495 Collins Street, Melbourne 3000
T: +613 9614 7688
F: +613 9614 7211
Hours: Mon-Sat Lunch & Dinner. Closed Sunday.
Merchant is the latest venture by Guy Grossi, adding to his empire which includes includes the fine dining institution Grossi Florentino, and adjoining Grill and Cellar bar, and Mirka at Torlano. It is situated at the base of the newly revamped Rialto building, with a wooden boat outside to add to its Venetian theme.
Merchant is a casual restaurant – the staff are friendly and knowledgeable, and the decor colourful and unpretentious. Guy Grossi envisaged an osteria – as wiki defines where “the emphasis is generally placed on maintaining a steady clientele rather than on haute cuisine.” Osteria in Italian literally means a place where the owner “hosts” people.” And the night we dined – Guy Grossi himself was only two tables away from us, hosting his guests. It is Venetian themed – to celebrate the culture of his family.
The large open kitchen churns out items at amazing efficiency from the menu which is broken down into cichetti (small eats), pasta, risotto, meats, seafood, sides and desserts.
We begin with a Bellini – which are brought to our table, a champagne flute filled with a yummy peach puree – topped up with sparkling wine and then stirred gently at our table.
From the chicetti – we choose
The fòlpo saorio – tender slices of well marinated octopus.
The mixed salumi – containing salami, prosciutto, and a couple others I can’t remember. These were nice enough, but the most impressive part was watching them being sliced to order from the large meat slicer sitting on the end of the bar.
The aranzini de zafferan (saffron risotto balls) – were delicious. I can’t look at a menu with risotto balls and not order them. These did not disappoint, though admittedly I am very easy to please when it comes to risotto balls.
The patè de figà de anara (duck liver pate) was rich and creamy and not at all gamey. A reasonably generous serve, I really enjoyed this dish.
I asked our helpful waiter what he would order – and he strongly suggested we get the spaghetti co le caparele (spaghetti with clams). I wasn’t expecting much from this dish, but my god was it good. I can’t articulate how this dish was so good, but I guess my best way to describe it is simplicity at its finest. Perfectly cooked aldenti spaghetti, in such a light yet wonderful sauce of chopped tomatoes, herbs and olive oil. I’ve had so many dishes like this in the past (I’m a massive fan of pasta marinara and pasta with seafood), but this was the best I’ve had.
I had previously being mortified by squid ink, as I’m sure many have due to its unappetizing, dark, murky colour which seems to stain everything ugly. However a trip to Venice changed that, and having had a wonderful squid ink risotto there, I am a convert – although I do hate how it can leave squid ink particles on your teeth and lips (yes had the awkward meal where I had been sitting there chatting happily, only to go to the bathroom much later to see squid ink all over lips and teeth). If it is not prepared well, or not fresh, squid ink can taste very fishy – but when done correctly, it has a wonderful fishy creaminess. This was a great specimen – and this risoto moro (squid ink risotto) was my favourite dish of the night.

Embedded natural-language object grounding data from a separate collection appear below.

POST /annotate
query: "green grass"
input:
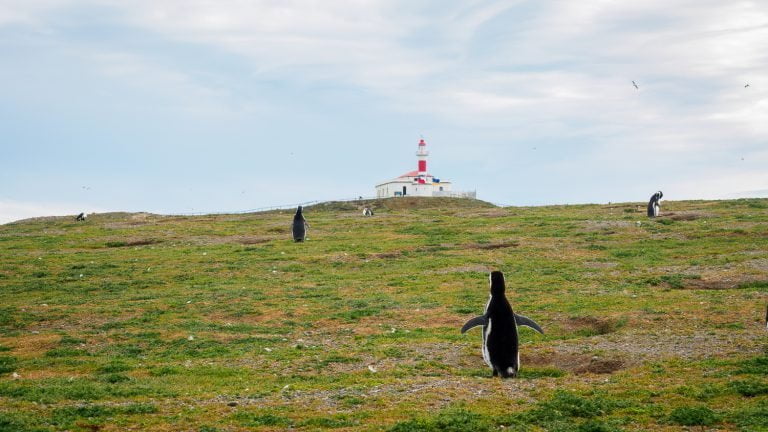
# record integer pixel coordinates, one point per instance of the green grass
(222, 323)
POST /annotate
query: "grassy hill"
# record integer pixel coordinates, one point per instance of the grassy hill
(222, 323)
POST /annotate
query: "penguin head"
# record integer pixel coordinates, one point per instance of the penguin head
(497, 283)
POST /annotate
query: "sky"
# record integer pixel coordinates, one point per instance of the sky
(190, 106)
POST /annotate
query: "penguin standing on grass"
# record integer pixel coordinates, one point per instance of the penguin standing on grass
(299, 227)
(653, 204)
(500, 339)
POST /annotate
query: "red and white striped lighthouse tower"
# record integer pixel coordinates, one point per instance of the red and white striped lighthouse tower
(422, 155)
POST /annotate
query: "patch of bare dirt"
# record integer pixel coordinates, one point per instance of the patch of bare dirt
(593, 225)
(724, 283)
(594, 264)
(686, 215)
(759, 264)
(232, 239)
(495, 245)
(466, 268)
(576, 363)
(386, 255)
(592, 324)
(132, 242)
(663, 343)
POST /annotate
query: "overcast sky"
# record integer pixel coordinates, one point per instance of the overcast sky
(193, 105)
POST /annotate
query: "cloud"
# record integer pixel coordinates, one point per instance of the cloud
(557, 73)
(16, 210)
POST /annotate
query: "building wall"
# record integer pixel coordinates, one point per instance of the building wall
(411, 189)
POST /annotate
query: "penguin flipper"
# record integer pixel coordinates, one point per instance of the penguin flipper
(474, 322)
(521, 320)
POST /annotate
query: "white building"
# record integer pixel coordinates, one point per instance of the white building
(419, 182)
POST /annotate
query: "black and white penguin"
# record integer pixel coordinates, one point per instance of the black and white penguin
(500, 339)
(653, 204)
(299, 227)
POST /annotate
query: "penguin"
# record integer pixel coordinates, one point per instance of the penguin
(653, 204)
(500, 339)
(299, 226)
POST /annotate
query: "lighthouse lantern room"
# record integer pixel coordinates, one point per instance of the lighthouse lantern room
(419, 182)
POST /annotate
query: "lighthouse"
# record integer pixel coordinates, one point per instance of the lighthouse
(419, 182)
(422, 154)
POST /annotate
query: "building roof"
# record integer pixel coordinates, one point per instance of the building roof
(413, 174)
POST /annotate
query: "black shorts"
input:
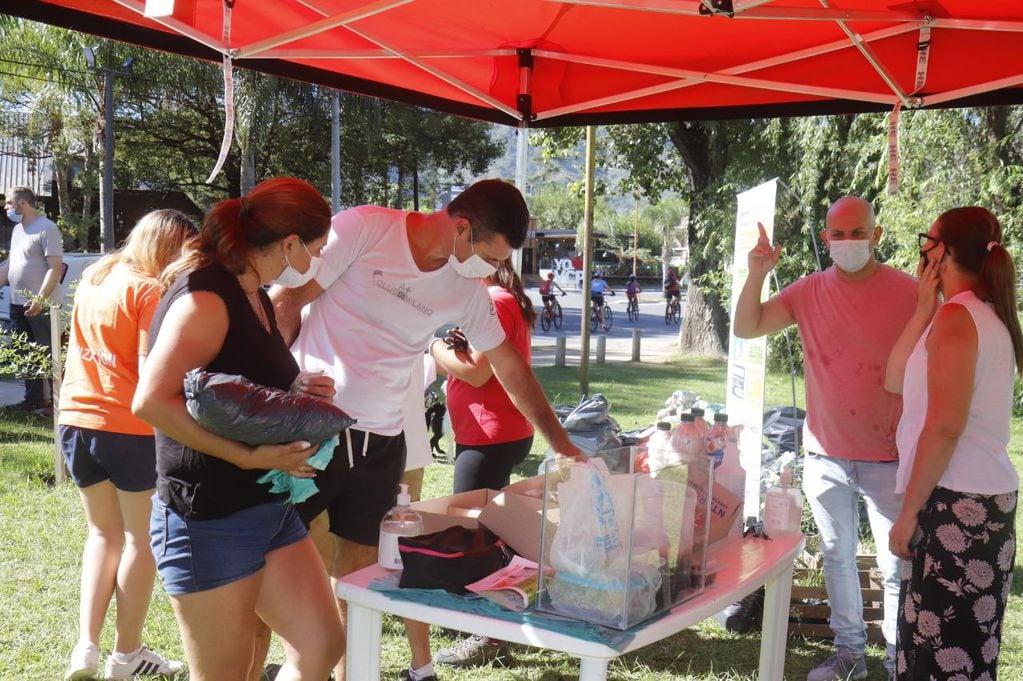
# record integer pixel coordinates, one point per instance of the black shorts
(129, 461)
(359, 486)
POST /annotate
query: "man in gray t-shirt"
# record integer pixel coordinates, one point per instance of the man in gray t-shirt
(33, 272)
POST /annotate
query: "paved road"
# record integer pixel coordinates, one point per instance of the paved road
(658, 342)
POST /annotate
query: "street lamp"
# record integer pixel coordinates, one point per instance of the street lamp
(106, 186)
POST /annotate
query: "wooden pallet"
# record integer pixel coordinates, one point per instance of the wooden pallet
(809, 611)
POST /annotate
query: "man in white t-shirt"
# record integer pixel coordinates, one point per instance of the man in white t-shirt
(387, 281)
(34, 267)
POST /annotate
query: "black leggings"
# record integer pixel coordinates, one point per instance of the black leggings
(488, 466)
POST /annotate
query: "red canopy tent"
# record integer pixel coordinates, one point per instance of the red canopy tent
(556, 62)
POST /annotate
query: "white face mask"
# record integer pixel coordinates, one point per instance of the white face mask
(292, 278)
(474, 267)
(850, 255)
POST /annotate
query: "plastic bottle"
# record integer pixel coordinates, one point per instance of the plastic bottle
(716, 438)
(399, 521)
(731, 475)
(700, 419)
(687, 441)
(659, 447)
(783, 506)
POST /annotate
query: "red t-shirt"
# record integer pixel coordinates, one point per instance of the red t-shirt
(848, 329)
(485, 415)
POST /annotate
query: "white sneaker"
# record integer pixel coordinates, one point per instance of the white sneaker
(144, 663)
(84, 663)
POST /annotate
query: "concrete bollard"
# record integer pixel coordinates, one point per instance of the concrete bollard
(560, 345)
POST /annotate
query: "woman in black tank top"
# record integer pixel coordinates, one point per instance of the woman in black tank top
(226, 548)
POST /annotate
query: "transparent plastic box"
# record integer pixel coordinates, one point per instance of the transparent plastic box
(620, 546)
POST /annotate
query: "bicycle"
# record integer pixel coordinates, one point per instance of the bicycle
(606, 320)
(551, 315)
(632, 309)
(672, 310)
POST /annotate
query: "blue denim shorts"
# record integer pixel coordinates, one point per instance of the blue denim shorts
(129, 461)
(196, 555)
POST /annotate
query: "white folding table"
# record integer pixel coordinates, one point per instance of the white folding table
(748, 564)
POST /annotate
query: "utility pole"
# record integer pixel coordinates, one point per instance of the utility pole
(106, 186)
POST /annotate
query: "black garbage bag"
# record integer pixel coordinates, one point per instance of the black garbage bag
(783, 427)
(590, 426)
(236, 408)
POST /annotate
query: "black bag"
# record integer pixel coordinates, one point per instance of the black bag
(235, 407)
(450, 558)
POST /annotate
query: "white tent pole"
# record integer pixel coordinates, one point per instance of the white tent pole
(336, 150)
(587, 261)
(521, 160)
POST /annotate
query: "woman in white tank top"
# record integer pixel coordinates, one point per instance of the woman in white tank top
(954, 366)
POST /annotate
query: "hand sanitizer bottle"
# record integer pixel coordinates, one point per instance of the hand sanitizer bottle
(399, 521)
(783, 507)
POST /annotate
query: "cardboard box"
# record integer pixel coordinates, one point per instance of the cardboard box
(443, 512)
(516, 515)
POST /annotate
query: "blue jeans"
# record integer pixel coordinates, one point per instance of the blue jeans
(38, 330)
(833, 488)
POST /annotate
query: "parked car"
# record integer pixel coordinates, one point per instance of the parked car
(72, 266)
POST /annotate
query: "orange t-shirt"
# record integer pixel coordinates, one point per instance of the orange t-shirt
(108, 331)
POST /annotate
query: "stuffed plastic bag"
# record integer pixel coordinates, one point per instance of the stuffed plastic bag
(588, 535)
(236, 408)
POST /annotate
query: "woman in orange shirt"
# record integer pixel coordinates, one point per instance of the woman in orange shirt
(110, 454)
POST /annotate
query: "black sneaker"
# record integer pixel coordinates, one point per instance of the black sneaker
(473, 651)
(746, 616)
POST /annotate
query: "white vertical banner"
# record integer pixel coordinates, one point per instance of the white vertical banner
(748, 357)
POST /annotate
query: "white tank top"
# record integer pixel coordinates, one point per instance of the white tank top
(980, 462)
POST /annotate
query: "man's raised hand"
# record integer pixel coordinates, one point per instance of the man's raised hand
(763, 257)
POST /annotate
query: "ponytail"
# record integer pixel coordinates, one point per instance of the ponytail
(997, 275)
(506, 278)
(234, 228)
(973, 236)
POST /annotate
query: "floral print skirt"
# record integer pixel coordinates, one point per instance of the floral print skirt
(950, 611)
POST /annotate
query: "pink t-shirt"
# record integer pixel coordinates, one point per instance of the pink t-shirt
(848, 329)
(486, 415)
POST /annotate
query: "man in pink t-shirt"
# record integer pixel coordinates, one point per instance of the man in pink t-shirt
(849, 316)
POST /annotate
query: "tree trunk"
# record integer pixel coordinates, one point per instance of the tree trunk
(704, 147)
(705, 324)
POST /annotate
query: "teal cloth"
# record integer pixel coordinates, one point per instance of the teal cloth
(300, 489)
(478, 605)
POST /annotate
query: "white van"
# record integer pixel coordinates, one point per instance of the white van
(72, 266)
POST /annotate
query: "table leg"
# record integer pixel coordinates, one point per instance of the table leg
(775, 626)
(362, 656)
(592, 669)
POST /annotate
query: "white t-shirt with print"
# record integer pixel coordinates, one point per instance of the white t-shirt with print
(379, 312)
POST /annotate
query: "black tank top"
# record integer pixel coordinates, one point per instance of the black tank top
(191, 483)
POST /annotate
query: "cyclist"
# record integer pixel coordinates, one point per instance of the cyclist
(672, 289)
(632, 289)
(547, 291)
(597, 286)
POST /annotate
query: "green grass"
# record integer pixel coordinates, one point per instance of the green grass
(42, 530)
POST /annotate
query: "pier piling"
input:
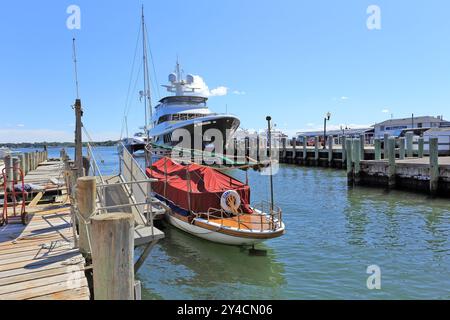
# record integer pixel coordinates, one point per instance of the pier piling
(316, 150)
(402, 148)
(409, 144)
(434, 166)
(421, 143)
(385, 146)
(305, 151)
(86, 203)
(112, 256)
(348, 147)
(344, 152)
(330, 150)
(357, 160)
(377, 144)
(391, 165)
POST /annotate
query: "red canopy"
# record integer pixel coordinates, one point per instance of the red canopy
(205, 184)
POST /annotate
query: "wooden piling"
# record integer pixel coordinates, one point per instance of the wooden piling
(402, 148)
(8, 170)
(348, 148)
(356, 160)
(385, 146)
(305, 150)
(86, 194)
(409, 144)
(377, 144)
(391, 168)
(16, 167)
(344, 152)
(294, 151)
(420, 149)
(330, 150)
(112, 256)
(283, 148)
(362, 139)
(434, 165)
(316, 150)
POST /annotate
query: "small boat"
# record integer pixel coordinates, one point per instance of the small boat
(136, 143)
(212, 205)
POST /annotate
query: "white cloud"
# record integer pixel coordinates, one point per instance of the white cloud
(203, 90)
(219, 91)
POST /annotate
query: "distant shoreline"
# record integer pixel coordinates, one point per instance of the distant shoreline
(108, 143)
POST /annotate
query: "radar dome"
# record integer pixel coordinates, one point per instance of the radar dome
(172, 77)
(190, 79)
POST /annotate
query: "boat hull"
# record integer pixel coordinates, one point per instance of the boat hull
(210, 235)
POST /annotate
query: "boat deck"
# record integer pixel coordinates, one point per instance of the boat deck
(38, 261)
(245, 222)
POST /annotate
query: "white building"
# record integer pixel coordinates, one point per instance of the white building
(394, 127)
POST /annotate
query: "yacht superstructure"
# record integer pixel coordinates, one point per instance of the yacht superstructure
(189, 111)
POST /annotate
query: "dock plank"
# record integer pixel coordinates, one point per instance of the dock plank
(38, 261)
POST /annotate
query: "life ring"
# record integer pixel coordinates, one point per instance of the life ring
(230, 201)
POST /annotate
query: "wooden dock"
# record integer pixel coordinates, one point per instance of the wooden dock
(39, 261)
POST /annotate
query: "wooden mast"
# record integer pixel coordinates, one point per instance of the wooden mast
(78, 124)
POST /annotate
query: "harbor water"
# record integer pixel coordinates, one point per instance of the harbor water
(334, 233)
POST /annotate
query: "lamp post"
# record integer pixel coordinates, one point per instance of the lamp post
(269, 137)
(325, 119)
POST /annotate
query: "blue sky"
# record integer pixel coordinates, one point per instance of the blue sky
(294, 60)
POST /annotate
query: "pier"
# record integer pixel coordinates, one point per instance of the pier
(76, 236)
(392, 163)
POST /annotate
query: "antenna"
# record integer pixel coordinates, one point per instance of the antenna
(75, 66)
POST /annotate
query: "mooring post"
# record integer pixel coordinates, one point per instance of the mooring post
(16, 166)
(8, 170)
(420, 148)
(22, 162)
(362, 139)
(409, 144)
(343, 147)
(357, 160)
(330, 150)
(434, 165)
(294, 150)
(385, 146)
(257, 148)
(283, 149)
(391, 166)
(86, 202)
(247, 149)
(401, 142)
(377, 149)
(348, 148)
(316, 150)
(113, 256)
(305, 150)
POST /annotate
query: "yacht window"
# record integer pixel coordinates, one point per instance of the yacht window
(186, 116)
(164, 118)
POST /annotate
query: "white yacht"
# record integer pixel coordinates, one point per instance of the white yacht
(187, 110)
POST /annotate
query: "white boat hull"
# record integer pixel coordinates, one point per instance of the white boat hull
(211, 235)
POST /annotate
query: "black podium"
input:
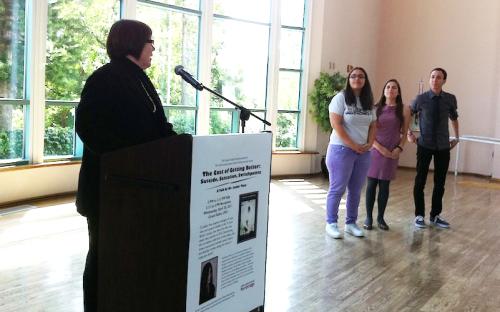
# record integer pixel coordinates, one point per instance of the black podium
(144, 226)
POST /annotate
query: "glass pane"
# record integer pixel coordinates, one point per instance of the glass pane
(220, 122)
(190, 4)
(253, 10)
(291, 49)
(59, 130)
(287, 130)
(12, 36)
(239, 63)
(176, 43)
(76, 43)
(182, 120)
(289, 90)
(253, 125)
(292, 13)
(11, 132)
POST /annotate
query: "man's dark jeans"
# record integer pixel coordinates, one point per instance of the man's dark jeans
(441, 163)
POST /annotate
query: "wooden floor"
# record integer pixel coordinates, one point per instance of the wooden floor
(43, 247)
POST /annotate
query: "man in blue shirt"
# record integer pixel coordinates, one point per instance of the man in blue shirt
(433, 107)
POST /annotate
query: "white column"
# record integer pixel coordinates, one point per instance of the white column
(273, 69)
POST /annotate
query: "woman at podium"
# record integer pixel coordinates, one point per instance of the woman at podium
(119, 107)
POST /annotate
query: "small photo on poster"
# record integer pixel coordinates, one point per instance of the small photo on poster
(208, 280)
(247, 217)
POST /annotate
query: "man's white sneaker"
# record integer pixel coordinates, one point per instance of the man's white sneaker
(354, 230)
(332, 230)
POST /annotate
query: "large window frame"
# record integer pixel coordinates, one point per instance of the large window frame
(35, 101)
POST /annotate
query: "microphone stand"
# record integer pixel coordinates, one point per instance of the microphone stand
(244, 112)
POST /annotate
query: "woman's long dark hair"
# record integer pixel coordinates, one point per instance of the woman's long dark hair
(399, 102)
(366, 95)
(207, 268)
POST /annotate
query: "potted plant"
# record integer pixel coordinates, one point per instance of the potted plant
(325, 88)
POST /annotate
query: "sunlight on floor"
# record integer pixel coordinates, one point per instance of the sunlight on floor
(32, 242)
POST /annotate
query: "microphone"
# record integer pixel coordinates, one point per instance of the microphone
(179, 70)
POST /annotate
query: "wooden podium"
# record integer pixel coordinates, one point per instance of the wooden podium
(151, 194)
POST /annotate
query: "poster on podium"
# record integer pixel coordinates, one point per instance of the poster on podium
(230, 182)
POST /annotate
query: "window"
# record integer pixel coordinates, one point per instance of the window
(76, 46)
(290, 75)
(176, 32)
(13, 100)
(239, 61)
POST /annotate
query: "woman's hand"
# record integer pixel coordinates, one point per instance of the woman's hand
(395, 153)
(411, 137)
(360, 149)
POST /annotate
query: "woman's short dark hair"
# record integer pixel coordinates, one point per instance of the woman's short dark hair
(366, 95)
(399, 102)
(127, 37)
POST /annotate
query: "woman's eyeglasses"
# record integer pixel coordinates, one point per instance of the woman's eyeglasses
(354, 76)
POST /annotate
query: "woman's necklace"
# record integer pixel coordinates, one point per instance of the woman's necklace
(149, 96)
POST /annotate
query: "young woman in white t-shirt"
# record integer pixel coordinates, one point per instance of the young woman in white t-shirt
(353, 121)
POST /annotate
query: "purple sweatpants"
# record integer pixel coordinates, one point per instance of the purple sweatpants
(346, 168)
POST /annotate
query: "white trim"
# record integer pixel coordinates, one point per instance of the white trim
(38, 15)
(128, 9)
(205, 51)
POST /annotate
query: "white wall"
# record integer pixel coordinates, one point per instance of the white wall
(18, 184)
(389, 38)
(350, 33)
(461, 37)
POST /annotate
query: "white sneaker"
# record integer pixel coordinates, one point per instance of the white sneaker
(354, 230)
(332, 230)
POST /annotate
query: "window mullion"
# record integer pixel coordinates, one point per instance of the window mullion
(306, 47)
(38, 16)
(273, 68)
(128, 9)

Upon the recommendation of the waiter – we ordered the quaje a la diavola in piastra (grilled quail, chilli). It was flayed then grilled lightly and served with a quinelle of some form of parsley pesto. It was well cooked, and tasty enough, but it seemed to be lacking in something… When it comes to quail – I firmly believe that us Asians do it best.
For some sides, we also went the
patate alla Veneziana (sautéed potatoes in garlic) and
salata tridà (Venetian chopped salad).
These were both very nice – I can’t fault either of these, well cooked and great balance of flavours.
Despite Grossi’s fame, it seemed Merchant has had a relatively quiet opening with few people I’ve talked to even knowing of its existance. When I visited in December, the only post I could find of Merchant was Melbourne Culinary Journal‘s. The restaurant was busy but not full, and it was not hard to obtain a booking. Though Merchant has recently been reviewed in The Age’s Epicure (scoring 14/20), so I imagine it will quickly become more difficult to get a seat.
Taste: 9. I have dreams of the squid ink risotto and clam spaghetti. Take me back.
Value: 9. Surpisngly cheap for the quality of the produce. Serves are not large, but that only means you can order and try more😉
Service: 9. Our waiter was extremely friendly and attentive. Food comes amazingly quickly
Overall: 9. Merchant isn’t a dining experience that is defining new styles or setting new trends, it is what it sets out to be – an osteria – a casual dining experience. Good, simple food, done extremely well. I love this way of eating – small plates designed to share (I’m a variety is the spice of life kinda girl, and I love the communal aspect of dining too). Can’t wait to go back and try the rest of the menu!